Neue CIPA-Zahlen: Teilweise Steigerungen zum Vorjahr

Systemkameras wurden mehr verkauft, Kompaktkameras deutlich weniger

Die CIPA (Camera & Imaging Products Association) hat die Zahlen für die ersten sechs Monate des Jahres 2022 vorgelegt. Hier zeigt sich ein gemischtes Bild, wobei der Trend in den letzten Monaten als recht positiv angesehen werden kann. Im ersten Halbjahr 2022 gingen deutlich weniger Kameras als 2021 über die Ladentheken, das liegt allerdings vor allem an den sehr schwachen Monaten Februar bis April. Hier wurde teilweise nur ein Drittel bis ein Viertel der Verkäufe des Vorjahres erzielt.

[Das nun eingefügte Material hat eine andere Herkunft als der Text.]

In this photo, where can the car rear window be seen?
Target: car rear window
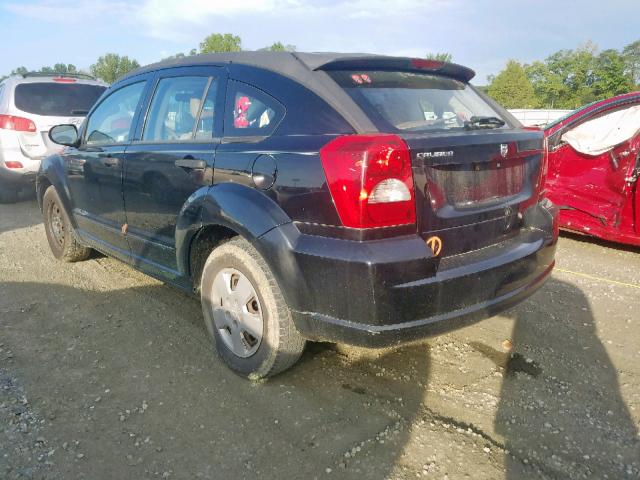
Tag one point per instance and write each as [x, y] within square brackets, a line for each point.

Im Mai trat dann eine deutliche Besserung ein, mit rund 90 Prozent des 2021-Wertes wurde die Lücke wieder kleiner. Im Juni konnte das Vorjahresergebnis sogar knapp übertroffen werden. Beim genauen Blick auf die Kameraklassen zeigt sich ein sehr unterschiedliches Bild. Built-in Lens DSC, also Digitalkameras mit fest verbautem Objektiv, befinden sich seit Jahren auf dem absteigenden Ast und wurden auch in den ersten Monaten des Jahres 2022 deutlich seltener als im Vergleichszeitraum des Vorjahres verkauft. Mit teilweise nur 45 Prozent des Vorjahreswertes können die Zahlen nur als desaströs bezeichnet werden. Da schon seit längerem keine neuen Kameras mehr vorgestellt wurden und die meisten Hersteller die Entwicklung eingestellt oder zumindest drastisch heruntergefahren haben, war dies jedoch zu erwarten.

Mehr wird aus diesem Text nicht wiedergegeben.